Jack the Lad Meaning
Definition: A confident and carefree man who enjoys having a good time.
Origin of Jack the Lad
This expression originated in the 1800s. It is unclear if it comes from a real person named Jack, but some sources speculate it comes from Jack Shepherd.
He was a thief from the 1700s who had a reputation for being confident, wild, and exciting.
Examples of Jack the Lad
In the conversation below, two friends are discussing a break up that one of them just went through.
Scott: I’m glad to see you getting out more. Are you feeling any better after breaking up with Lindsay?
Tony: Not really. She’s already starting to date someone new.
Scott: Well, good. She’s moved on, and so should you.
Tony: He just seems like a horrible person. He’s a real Jack-the-lad type. She needs someone serious, hardworking, and dedicated to be her boyfriend. He’s not like that at all. He’s only interested in having a good time.
Scott: Well, maybe you should focus on yourself more and less on Lindsay. Maybe she just wants to have a fun relationship that isn’t so serious.
Two coworkers use the expression while talking about their children.
Richard: Miranda, can I ask you something?
Miranda: Sure. Go ahead.
Richard: How do you get your son to get such good grades? My son works so hard, but still is almost failing most of his classes.
Miranda: Well, I wish I could help you, but unfortunately I don’t have any advice. My son is a bit of a Jack the lad.

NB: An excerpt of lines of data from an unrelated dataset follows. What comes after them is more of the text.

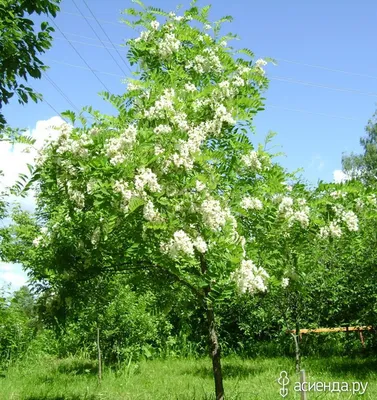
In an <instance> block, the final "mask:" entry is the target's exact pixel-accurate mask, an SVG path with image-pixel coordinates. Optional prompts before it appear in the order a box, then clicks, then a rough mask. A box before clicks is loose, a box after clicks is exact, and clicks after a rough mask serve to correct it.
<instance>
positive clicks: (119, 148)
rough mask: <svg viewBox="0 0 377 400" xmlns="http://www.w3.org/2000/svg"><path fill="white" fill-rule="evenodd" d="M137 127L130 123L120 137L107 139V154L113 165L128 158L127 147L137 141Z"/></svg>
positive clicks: (105, 147) (112, 164) (128, 147)
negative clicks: (130, 124) (127, 126)
mask: <svg viewBox="0 0 377 400" xmlns="http://www.w3.org/2000/svg"><path fill="white" fill-rule="evenodd" d="M136 135H137V128H136V126H134V125H130V126H129V127H127V128H126V129H125V131H124V132H123V133H122V135H121V136H120V137H119V138H111V139H109V140H107V141H106V144H105V150H106V155H107V156H108V157H109V158H110V163H111V164H112V165H117V164H121V163H122V162H124V161H125V160H126V159H127V153H126V151H125V150H126V149H127V148H129V147H130V146H132V144H133V143H135V141H136Z"/></svg>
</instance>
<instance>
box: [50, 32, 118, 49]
mask: <svg viewBox="0 0 377 400" xmlns="http://www.w3.org/2000/svg"><path fill="white" fill-rule="evenodd" d="M70 35H71V34H70ZM75 36H80V35H75ZM55 39H59V40H66V39H65V38H64V37H56V38H55ZM88 39H89V38H88ZM92 40H95V39H92ZM70 42H71V43H78V44H83V45H85V46H92V47H99V48H101V49H109V50H114V49H113V48H112V47H106V46H101V45H99V44H94V43H87V42H80V41H78V40H70Z"/></svg>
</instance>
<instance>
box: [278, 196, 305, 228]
mask: <svg viewBox="0 0 377 400" xmlns="http://www.w3.org/2000/svg"><path fill="white" fill-rule="evenodd" d="M297 204H298V206H299V208H298V209H296V210H294V209H293V199H292V197H283V198H282V199H281V202H280V204H279V207H278V211H279V213H280V214H283V216H284V217H285V218H286V219H287V220H288V225H289V226H292V225H293V224H294V223H295V221H297V222H299V223H300V225H301V227H302V228H304V229H305V228H307V227H308V226H309V212H310V209H309V207H308V206H306V205H305V204H306V200H305V199H298V200H297Z"/></svg>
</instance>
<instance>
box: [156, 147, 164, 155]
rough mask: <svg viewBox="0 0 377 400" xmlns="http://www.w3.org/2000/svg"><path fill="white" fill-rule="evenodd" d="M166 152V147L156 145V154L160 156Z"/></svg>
mask: <svg viewBox="0 0 377 400" xmlns="http://www.w3.org/2000/svg"><path fill="white" fill-rule="evenodd" d="M164 152H165V149H164V148H163V147H161V146H159V145H156V146H154V154H155V155H156V156H159V155H160V154H163V153H164Z"/></svg>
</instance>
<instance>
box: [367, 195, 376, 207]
mask: <svg viewBox="0 0 377 400" xmlns="http://www.w3.org/2000/svg"><path fill="white" fill-rule="evenodd" d="M367 199H368V201H369V202H370V203H371V204H372V205H374V206H375V205H377V196H376V195H375V194H370V195H368V196H367Z"/></svg>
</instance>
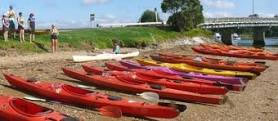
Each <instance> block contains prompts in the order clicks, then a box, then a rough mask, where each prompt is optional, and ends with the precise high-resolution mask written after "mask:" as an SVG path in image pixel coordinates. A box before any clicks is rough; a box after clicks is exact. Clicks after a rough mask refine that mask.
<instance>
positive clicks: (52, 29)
mask: <svg viewBox="0 0 278 121" xmlns="http://www.w3.org/2000/svg"><path fill="white" fill-rule="evenodd" d="M50 34H51V36H50V38H51V48H52V52H53V53H54V52H56V51H57V46H58V35H59V31H58V29H57V28H56V26H55V25H54V24H53V25H51V29H50Z"/></svg>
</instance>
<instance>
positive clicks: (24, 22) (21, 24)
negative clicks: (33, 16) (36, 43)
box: [17, 17, 25, 27]
mask: <svg viewBox="0 0 278 121" xmlns="http://www.w3.org/2000/svg"><path fill="white" fill-rule="evenodd" d="M17 22H18V24H19V25H21V26H22V27H24V26H25V20H24V18H23V17H17Z"/></svg>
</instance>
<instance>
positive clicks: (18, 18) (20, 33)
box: [2, 6, 36, 43]
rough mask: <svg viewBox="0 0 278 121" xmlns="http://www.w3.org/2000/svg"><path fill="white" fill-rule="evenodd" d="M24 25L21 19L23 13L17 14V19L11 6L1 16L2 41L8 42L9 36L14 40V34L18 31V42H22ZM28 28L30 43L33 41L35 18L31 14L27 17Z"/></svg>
mask: <svg viewBox="0 0 278 121" xmlns="http://www.w3.org/2000/svg"><path fill="white" fill-rule="evenodd" d="M16 23H17V29H16ZM25 24H26V23H25V19H24V17H23V13H22V12H19V13H18V17H17V15H16V12H15V11H14V9H13V6H10V7H9V10H8V11H7V12H6V13H5V14H4V15H3V18H2V25H3V36H4V40H5V41H8V39H9V35H11V36H12V37H13V38H15V37H16V33H17V31H18V32H19V40H20V42H24V41H25V36H24V34H25ZM28 26H29V31H30V43H32V41H34V40H35V27H36V22H35V17H34V14H33V13H31V14H30V15H29V18H28Z"/></svg>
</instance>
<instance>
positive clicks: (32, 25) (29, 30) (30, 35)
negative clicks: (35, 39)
mask: <svg viewBox="0 0 278 121" xmlns="http://www.w3.org/2000/svg"><path fill="white" fill-rule="evenodd" d="M28 25H29V31H30V43H32V41H35V31H36V30H35V29H36V19H35V17H34V14H33V13H31V14H30V15H29V18H28Z"/></svg>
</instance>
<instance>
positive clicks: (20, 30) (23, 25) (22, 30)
mask: <svg viewBox="0 0 278 121" xmlns="http://www.w3.org/2000/svg"><path fill="white" fill-rule="evenodd" d="M17 23H18V31H19V40H20V42H25V37H24V26H25V21H24V18H23V16H22V12H19V16H18V18H17Z"/></svg>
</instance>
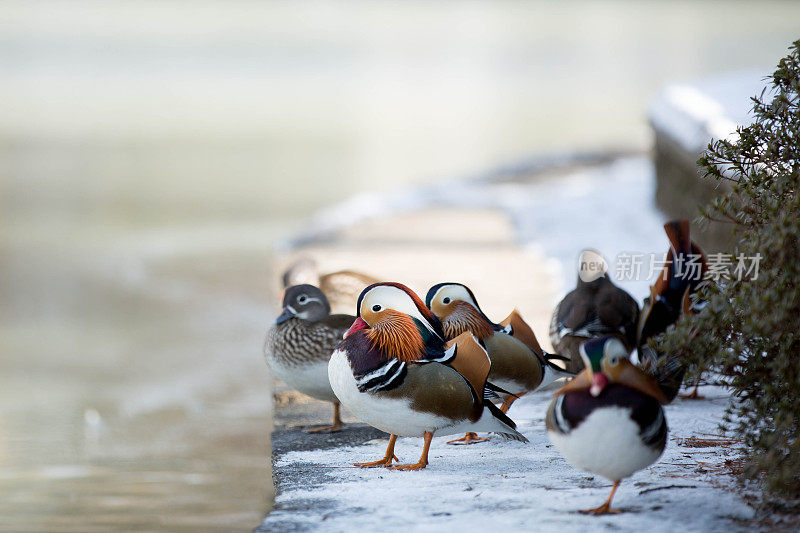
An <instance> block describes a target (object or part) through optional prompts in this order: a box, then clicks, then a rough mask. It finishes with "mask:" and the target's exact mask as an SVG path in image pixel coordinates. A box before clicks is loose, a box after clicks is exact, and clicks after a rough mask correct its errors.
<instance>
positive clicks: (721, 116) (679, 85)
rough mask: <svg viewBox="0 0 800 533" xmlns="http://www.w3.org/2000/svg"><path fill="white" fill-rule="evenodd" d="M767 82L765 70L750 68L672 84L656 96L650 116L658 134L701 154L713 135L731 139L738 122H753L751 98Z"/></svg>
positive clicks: (716, 138) (712, 136) (689, 150)
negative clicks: (750, 116) (756, 70)
mask: <svg viewBox="0 0 800 533" xmlns="http://www.w3.org/2000/svg"><path fill="white" fill-rule="evenodd" d="M765 72H766V71H765ZM766 84H767V81H765V78H764V72H753V71H748V72H736V73H731V74H727V75H724V76H718V77H715V78H711V79H707V80H703V81H700V82H697V83H682V84H674V85H669V86H667V87H666V88H665V89H664V90H663V91H662V92H661V94H659V95H658V97H656V99H655V101H654V102H653V104H652V105H651V107H650V112H649V117H648V118H649V120H650V124H651V125H652V127H653V128H654V129H655V130H656V131H657V132H658V133H661V134H664V135H667V136H669V137H670V138H671V139H672V140H673V141H675V142H677V143H678V144H679V145H680V146H681V147H682V148H683V149H684V150H686V151H687V152H690V153H693V154H699V153H700V152H702V151H703V150H704V149H705V148H706V146H707V145H708V143H709V141H710V140H711V139H712V138H714V139H725V138H730V137H731V136H732V135H734V134H735V132H736V127H737V126H738V125H747V124H749V123H750V121H751V119H750V111H751V109H752V101H751V100H750V97H752V96H754V95H756V94H760V93H761V90H762V89H763V88H764V87H765V86H766Z"/></svg>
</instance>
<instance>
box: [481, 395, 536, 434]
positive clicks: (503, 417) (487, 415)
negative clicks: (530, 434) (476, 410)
mask: <svg viewBox="0 0 800 533" xmlns="http://www.w3.org/2000/svg"><path fill="white" fill-rule="evenodd" d="M484 409H485V410H484V413H483V416H481V419H480V420H479V421H478V423H479V424H480V425H482V426H483V427H484V428H485V429H483V431H487V432H489V433H498V434H500V435H502V436H503V437H505V438H506V439H509V440H516V441H520V442H528V439H527V437H525V435H523V434H522V433H520V432H519V431H517V429H516V428H517V425H516V424H515V423H514V421H513V420H511V419H510V418H509V417H508V416H507V415H506V414H505V413H504V412H503V411H501V410H500V409H499V408H498V407H497V406H496V405H494V404H493V403H490V402H487V403H486V404H484ZM487 411H488V412H487Z"/></svg>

He never studies and doesn’t worry about his grades at all. However, he always aces his tests without any effort. He’s sort of unusual in that way.
Richard: Lucky him! I wish my son had that same situation.
The first example uses the expression to describe an actor who was right for a role.
- “Phil’s a natural. He’s got a raw talent, and he’s brimming of confidence. He’s Jack the Lad, and that’s what we wanted,” says Green, 35, bearded and enthusiastic. –LA Times
The second example is from a book review.
- Stewart’s antics have earned him a richly deserved Jack the Lad reputation. But that doesn’t mean they’re rich enough to support a good book. It’s his storytelling style, which mixes wild boastfulness with barely credible self-deprecation, that proves so winning, if only because he is so willing to embarrass himself. –New York Times
The term jack the lad is a name people call a man who doesn’t have worries and does whatever he wants, regardless of the consequences.
Usually this man is also successful in his endeavors.